Ephraim Hardcastle
THE Queen’s proroguing embarrassment might lead to a radical change in the convention of future weekly audiences with PM Boris Johnson. At present, Parliament can demand to know how a PM advised HM on any subject. But at the weekly audiences no note is taken of the one-to-one encounters held without officials or a fixed agenda. Courtiers are now talking about HM asking for transcripts to be taken, not for immediate publication but to be filed away, just in case the record needs to be checked.
ROBERT Mugabe’s passing brings to mind Prince Charles’s visit to Zimbabwe soon after its independence, where he was expected to ride a domesticated Cape buffalo during a visit to an agricultural college. Liaison officer Andrew Parker Bowles test rode the animal beforehand. He was hurled off and badly gored, later joking: ‘I always remind Charles that if it hadn’t gored me and had gored him, things might be very different.’ Still, Andrew gallantly sacrificed wife Camilla for his king.
DAVID Cameron, in a front pew at Paddy Ashdown’s Westminster Abbey memorial service, diplomatically forgets his past description of Paddy in a BBC Radio 4 documentary about William Gladstone. He had said: ‘There’s only one problem with Gladstone, something a bit sanctimonious... you know, I was going to say Paddy Ashdown with whiskers.’
CLEARING her throat ahead of an interview by Gyles Brandreth at London’s Theatre Royal on Sunday, Joanna Lumley, pictured, should turn the tables and ask Gyles when he first met her. It was 50 years ago in Oxford’s Randolph Hotel with DJ Simon Dee. Gyles recalls in his diary: ‘When I went to collect him from his room I found him drinking champagne with a beautiful actress/model, Joanna Lumley. She is very lovely. I glimpsed her in her crisp white bra and panties.’ Pass the jump leads Brandreth!

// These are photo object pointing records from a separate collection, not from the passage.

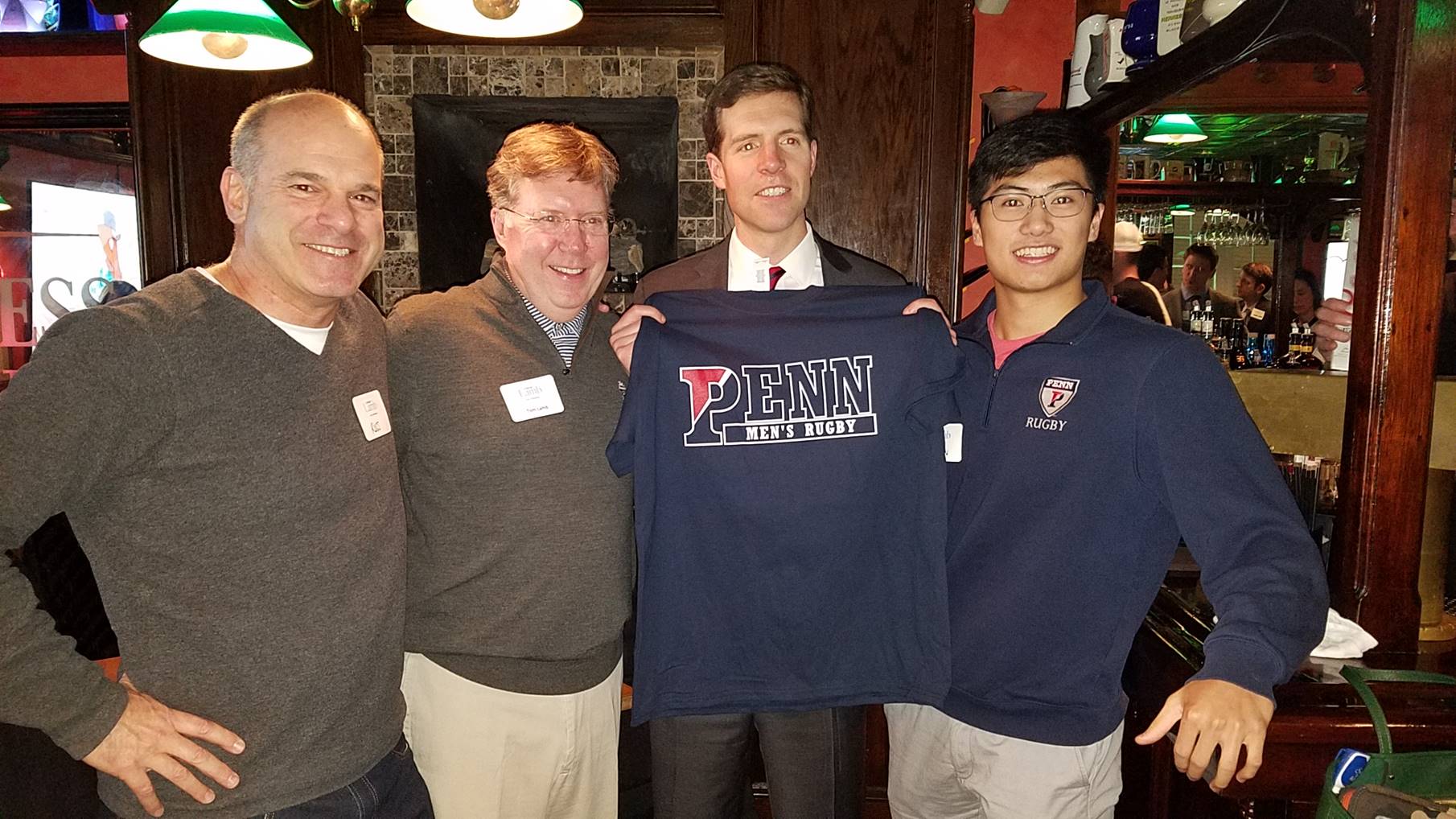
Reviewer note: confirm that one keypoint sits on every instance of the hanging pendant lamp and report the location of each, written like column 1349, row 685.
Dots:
column 496, row 18
column 241, row 35
column 1175, row 129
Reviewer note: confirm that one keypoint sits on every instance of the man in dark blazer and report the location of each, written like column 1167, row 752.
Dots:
column 1256, row 280
column 708, row 270
column 762, row 154
column 1200, row 262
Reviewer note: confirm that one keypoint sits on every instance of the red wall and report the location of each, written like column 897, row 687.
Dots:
column 61, row 79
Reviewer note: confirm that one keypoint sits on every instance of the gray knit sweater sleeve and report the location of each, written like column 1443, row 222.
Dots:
column 70, row 422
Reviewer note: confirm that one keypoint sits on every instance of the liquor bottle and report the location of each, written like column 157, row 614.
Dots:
column 1238, row 346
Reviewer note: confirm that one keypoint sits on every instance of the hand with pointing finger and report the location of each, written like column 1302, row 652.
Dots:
column 1213, row 714
column 149, row 736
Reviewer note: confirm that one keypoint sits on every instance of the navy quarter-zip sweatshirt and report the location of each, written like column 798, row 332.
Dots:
column 1088, row 455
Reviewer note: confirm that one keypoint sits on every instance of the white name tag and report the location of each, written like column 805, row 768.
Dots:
column 373, row 414
column 532, row 398
column 952, row 443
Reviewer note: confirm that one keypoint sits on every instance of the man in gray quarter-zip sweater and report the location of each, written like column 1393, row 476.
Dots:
column 235, row 487
column 520, row 538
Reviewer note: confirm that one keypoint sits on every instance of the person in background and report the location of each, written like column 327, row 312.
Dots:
column 1152, row 267
column 1050, row 573
column 1306, row 296
column 236, row 492
column 520, row 537
column 1096, row 264
column 1256, row 280
column 1129, row 289
column 1200, row 264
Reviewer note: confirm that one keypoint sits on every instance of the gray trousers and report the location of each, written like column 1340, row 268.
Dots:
column 814, row 761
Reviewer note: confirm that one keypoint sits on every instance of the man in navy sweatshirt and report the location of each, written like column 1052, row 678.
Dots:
column 1094, row 442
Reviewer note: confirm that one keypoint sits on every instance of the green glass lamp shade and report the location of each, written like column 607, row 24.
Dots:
column 1175, row 129
column 241, row 35
column 496, row 18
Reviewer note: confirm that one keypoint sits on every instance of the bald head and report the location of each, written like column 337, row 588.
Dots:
column 248, row 145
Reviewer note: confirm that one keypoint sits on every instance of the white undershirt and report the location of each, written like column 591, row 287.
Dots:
column 751, row 271
column 314, row 339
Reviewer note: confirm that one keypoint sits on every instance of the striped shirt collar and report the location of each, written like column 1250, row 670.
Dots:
column 564, row 335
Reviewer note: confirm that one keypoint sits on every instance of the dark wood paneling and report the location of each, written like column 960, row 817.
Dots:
column 1318, row 714
column 689, row 28
column 1392, row 359
column 66, row 117
column 1252, row 28
column 183, row 118
column 891, row 84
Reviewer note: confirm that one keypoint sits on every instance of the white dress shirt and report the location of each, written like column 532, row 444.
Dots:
column 751, row 271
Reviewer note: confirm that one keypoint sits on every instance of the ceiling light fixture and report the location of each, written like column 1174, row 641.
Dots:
column 1175, row 129
column 239, row 35
column 496, row 18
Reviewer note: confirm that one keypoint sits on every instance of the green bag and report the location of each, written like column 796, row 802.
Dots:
column 1430, row 774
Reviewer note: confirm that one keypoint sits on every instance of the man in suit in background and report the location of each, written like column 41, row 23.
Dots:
column 1200, row 262
column 762, row 154
column 1256, row 280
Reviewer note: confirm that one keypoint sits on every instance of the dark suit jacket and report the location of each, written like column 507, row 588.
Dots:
column 1225, row 307
column 708, row 270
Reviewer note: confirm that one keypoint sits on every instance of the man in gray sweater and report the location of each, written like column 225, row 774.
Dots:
column 236, row 492
column 505, row 393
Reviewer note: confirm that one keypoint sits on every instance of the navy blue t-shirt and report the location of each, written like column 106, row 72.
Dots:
column 789, row 474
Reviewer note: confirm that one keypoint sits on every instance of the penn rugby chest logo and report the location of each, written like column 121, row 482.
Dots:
column 816, row 400
column 1056, row 393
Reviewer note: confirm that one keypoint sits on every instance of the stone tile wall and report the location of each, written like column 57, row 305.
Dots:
column 397, row 72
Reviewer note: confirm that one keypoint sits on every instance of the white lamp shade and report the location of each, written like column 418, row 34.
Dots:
column 533, row 18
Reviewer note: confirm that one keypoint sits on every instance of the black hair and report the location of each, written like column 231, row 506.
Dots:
column 1206, row 251
column 1261, row 274
column 1042, row 136
column 1150, row 258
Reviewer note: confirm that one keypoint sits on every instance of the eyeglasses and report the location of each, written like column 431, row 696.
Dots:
column 555, row 224
column 1060, row 204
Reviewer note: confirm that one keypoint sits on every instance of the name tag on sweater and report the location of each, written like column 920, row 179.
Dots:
column 373, row 414
column 532, row 398
column 952, row 443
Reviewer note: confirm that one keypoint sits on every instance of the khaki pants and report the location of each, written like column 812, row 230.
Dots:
column 491, row 754
column 942, row 768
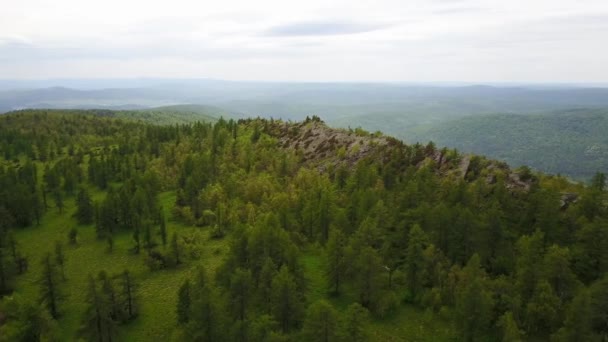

AMBER Rudd won’t be defending her fragile 346 majority in Hastings and Rye, saying: ‘I’m looking at my options at the moment.’ She’s clearly peering enviously at fellow Remainer and retiring MP Sir Nicholas Soames’s nearby constituency of Mid Sussex with his 20,000 majority.
ALASTAIR Campbell wisely declined playwright Lloyd Evans’s invitation to attend Cherie – My Struggle, currently on at Islington’s Hen & Chickens theatre. Evans explains: ‘In the play Cherie describes him as a chest-thumping, alpha-male, king-ofthe-jungle, sexist, control-freak, loudmouth bully from Yorkshire, adding, “I say that as a colleague. Some people don’t like him at all”.’
THE Queen’s former chef Darren McGrady sarcastically tweets about my story of her enjoying Fray Bentos pies on royal flights: ‘I feel bad now, sitting behind her on these flights quaffing champagne, eating steak and lobster and complaining the Bearnaise was a little thick.’ Odd, I wonder if HM has any idea who he is.